Germans will also still be required to wear face masks when shopping or using public transport.
However, they will now be allowed to meet people from one other household at a time.
A teacher instructs her students about social distancing rules at the schoolyard of the Petri primary school in Dortmund
A staff member wearing a mask holds the door open for children to enter at a safe distance at the school in Dortmund this morning
Germany’s death toll today rose by 123, taking the total from 6,996 to 7,119, a smaller rise than yesterday’s 165 deaths.
The death toll is far lower than in the UK (30,076), Italy (29,684), Spain (25,857) or France (25,809), even though Germany’s population is larger than all of them.
The R rate has now fallen to 0.65, meaning that 100 infected patients pass the virus on to only another 65 people on average.
However, Germany today saw more than 1,000 new cases for the last time since last Friday. Another 1,284 brought the total from 164,807 to 166,091.
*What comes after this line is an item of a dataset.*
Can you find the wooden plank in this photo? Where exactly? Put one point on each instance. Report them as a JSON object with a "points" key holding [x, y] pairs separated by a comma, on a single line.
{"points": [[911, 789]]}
Merkel has repeatedly urged caution, warning that it would be a ‘crying shame’ to throw away early successes in containing the deadly disease.
Experts have also urged restraint, with the head of the Robert Koch Institute (RKI) for disease control warning of possible second or third waves of the virus.
But Germany’s largest state of Bavaria pre-empted yesterday’s discussions by announcing that restaurants would open from May 18 and hotels from May 30.
State premier Markus Soeder said ‘the time has come for a cautious reopening’, pointing to the ‘success’ in containing the spread of the virus.
Lower Saxony, Mecklenburg-Western Pomerania, Saarland and Saxony-Anhalt have also announced their own plans, covering everything from restaurants to care homes.